TV Ban Looms For E-Cigarette Marketers — FDA Poised to Regulate Billion-Dollar Industry

Sep 4, 2013  •  Post A Comment

By Michael Sebastian
Advertising Age

Big Tobacco has made a historic return to the airwaves and pages of consumer magazines with ads for e-cigarettes, but the days of regulation-free marketing may soon be over — and with them, a potentially lucrative new pipeline of ad dollars to networks and publishers.

The Food and Drug Administration, which is expected to weigh in on e-cigarettes in October, will likely propose a ban on TV advertising for e-cigs, according to a report out Monday from the financial services group CLSA Americas.
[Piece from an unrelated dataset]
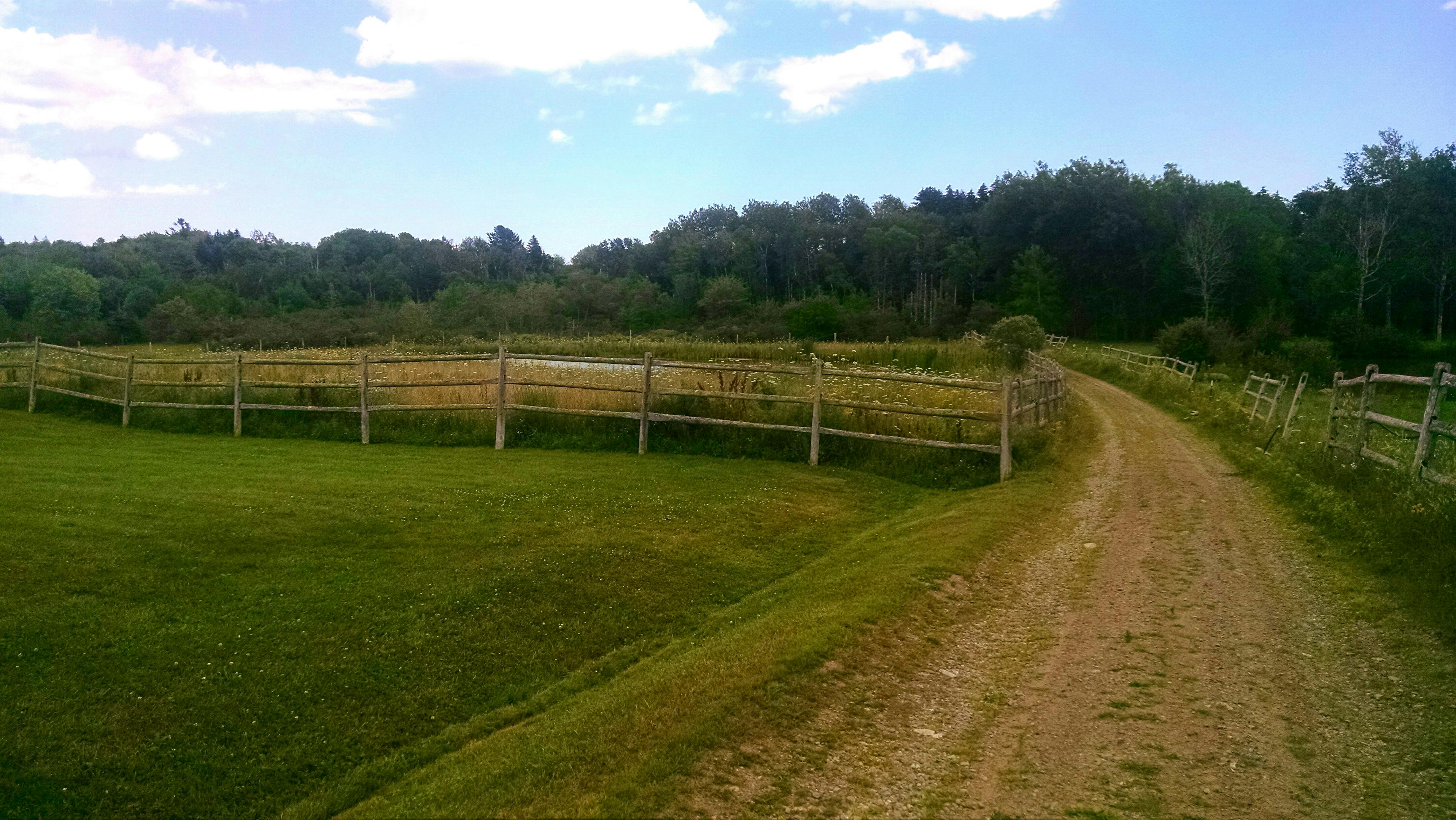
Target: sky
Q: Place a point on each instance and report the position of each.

A ban would curb an emerging source of revenue for TV networks, where spending on e-cigarette commercials climbed 17.9% to 2012 from 2011, according to a Citibank report earlier this year.

The booming e-cigarette market is currently unregulated, allowing Big Tobacco’s historic return to TV after more than 40 years as well as renewed print ad spending for tobacco, which has declined since the Master Settlement Agreement in 1998. The same Citibank report said print ad spending among e-cigarette marketers increased 71.9% to 2012 from 2011.

E-cigarette makers have said they plan to continue marketing their product across a range of media unless and until a ban is introduced. "In lieu of regulations, we will look at all mediums — including TV, print, radio, point of sale and direct mail — to communicate with adult smokers," David Howard, a spokesman for Reynolds American, told Ad Age last week as the company prepared to roll out a TV campaign in Colorado for its new e-cigarette Vuse (below).

Meanwhile, Lorillard’s Blu e-cigarette, which claims nearly 40% of the market share, introduced a TV and web campaign this summer with Jenny McCarthy. That followed an earlier TV and print campaign featuring actor Stephen Dorff.

Other players in the e-cigarette industry, including NJoy and Fin, have also been running TV commercials. NJoy is second to Blu in the e-cig market, with about one-third of market share.

The FDA is expected to issue a proposed rule in October that will allow it to regulate e-cigarettes. At that time, the proposal will be open for public comments, a process that will likely last for months.

Jenny Haliski, a spokeswoman for the FDA, said the organization cannot comment on the contents of the proposed rule.

"The FDA intends to propose a regulation that would extend the agency’s ‘tobacco product’ authorities — which currently only apply to cigarettes, cigarette tobacco, roll-your-own tobacco, and smokeless tobacco — to other categories of tobacco products that meet the statutory definition of ‘tobacco product,’" Ms. Haliski said in an email. "Further research is needed to assess the potential public health benefits and risks of electronic cigarettes and other novel tobacco products."

The CLSA report, meanwhile, predicted other likely proposals from the FDA on e-cigarettes are a ban on sales to minors and potentially the requirement of a warning label. The FDA may also restrict online sales, the report said. Online sales of e-cigarettes are projected to reach between $500 to $625 million this year, said Bonnie Herzog, managing director and senior beverage and tobacco analyst at Wells Fargo Securities, in a press release issued last week by e-cigarette maker V2.

Restrictions to online sales would likely help the nation’s three biggest tobacco makers — Altria, Reynolds American and Lorillard — because of their large distribution networks, the CLSA report said.

E-cigarette sales are projected to reach $1.7 billion by the end of 2013, Ms. Herzog said.